Sometimes a book leads us into hopscotching from one author to another. After traipsing across the English moors with Holmes and Watson looking for that big dog, I migrated on to Dorothy L. Sayers, then Georges Simeon and to Agatha Christie. Sayers and Christie led me straight to writing my own mysteries, but mine sell less well.
Think back to your favorite books from the past. With books there’s no rush. Then try to remember why you liked them so much, how they inspired or touched your life. How did they make you feel?
Here is my suggestion for the Christmas shopping season: give books. If you are making out your own Santa list for your family and friends, suggest books. Be kind and give them some general themes, authors or topics that appeal to you.
Don’t take the easy route of going straight to your computer and buying books from a mammoth online company. They use algorithms to guide you straight to their preferred authors and titles. To make a book a truly great Christmas present, do the legwork and walk into a store.
The best place to begin is one of the thrift stores. My friend “Scrooge” is forever finding a book he thinks I might enjoy. He is almost always right.
That’s because thrift and used book stores have shelves full of books that someone has already read. Maybe they didn’t like it, but you might. Maybe they did like it, but had to reluctantly part with it to make room for more books.

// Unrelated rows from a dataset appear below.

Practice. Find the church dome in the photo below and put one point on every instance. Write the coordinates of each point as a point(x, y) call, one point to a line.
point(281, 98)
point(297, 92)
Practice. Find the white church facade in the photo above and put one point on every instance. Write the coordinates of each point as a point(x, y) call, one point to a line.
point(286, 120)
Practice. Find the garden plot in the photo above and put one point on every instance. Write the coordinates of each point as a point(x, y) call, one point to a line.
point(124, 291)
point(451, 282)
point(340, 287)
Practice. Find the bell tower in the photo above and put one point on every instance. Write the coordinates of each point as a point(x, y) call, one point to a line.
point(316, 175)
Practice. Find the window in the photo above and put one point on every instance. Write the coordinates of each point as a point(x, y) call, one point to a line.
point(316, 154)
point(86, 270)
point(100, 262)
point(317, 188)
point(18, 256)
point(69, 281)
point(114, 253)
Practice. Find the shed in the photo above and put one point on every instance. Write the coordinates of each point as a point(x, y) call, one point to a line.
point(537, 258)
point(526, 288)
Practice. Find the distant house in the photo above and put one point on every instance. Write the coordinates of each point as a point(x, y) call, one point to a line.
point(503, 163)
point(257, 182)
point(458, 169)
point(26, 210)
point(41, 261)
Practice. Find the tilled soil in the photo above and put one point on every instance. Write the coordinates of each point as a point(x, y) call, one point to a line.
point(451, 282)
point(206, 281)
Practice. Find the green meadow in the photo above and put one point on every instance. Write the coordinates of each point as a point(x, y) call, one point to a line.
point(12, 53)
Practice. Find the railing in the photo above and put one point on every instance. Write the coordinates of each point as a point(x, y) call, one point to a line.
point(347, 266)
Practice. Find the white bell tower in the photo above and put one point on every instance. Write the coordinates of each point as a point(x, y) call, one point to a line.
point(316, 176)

Buying a book is the first step. Before you wrap and put a bow on it, take a few minutes to write a note why you bought that specific volume. Tell them what you like about the author or story; that might entice them to read it, and other books by the same author or on the same theme.
You know what will happen: you’ll go into the store to buy presents, then end up treating yourself to something that appeals to you. That is a good thing.
Be careful with buying books as a gift. You might magically convert the recipient into becoming a time-traveler who has worldwide adventures.
That’s what happened to me. I read Campbell’s “Beloved Rascals” and wound up reading the entire series. Then I veered off to a canoe trip with Eric Sevaried and we went on an adventure from northern Canada back to Minnesota in “Canoeing with the Cree.”
After that, I went back in time and further west with the great explorer Frazier. who traveled through the Canadian Wilderness in the 1700s.
It could get a lot worse, or perhaps even better. Reading “Stones of Venice” led to studying how Notre Dame in Paris was built. Pat and I had to see it. The same thing happened after Hercule Poirot and I were on the same ship on the Nile when a murder occurred. We had to see Egypt for ourselves.
For better or worse, she drew the line at a slow road trip through southwestern Minnesota after I read the three volumes chronicling the history of the Third Minnesota Militia during the Sioux Uprising. Instead, she insisted we had to go back to Paris on the trail of “The Da Vinci Code.”
Books are dangerous. They stretch the imagination and give new insights on the world. That is the best reason in the world to give books for Christmas.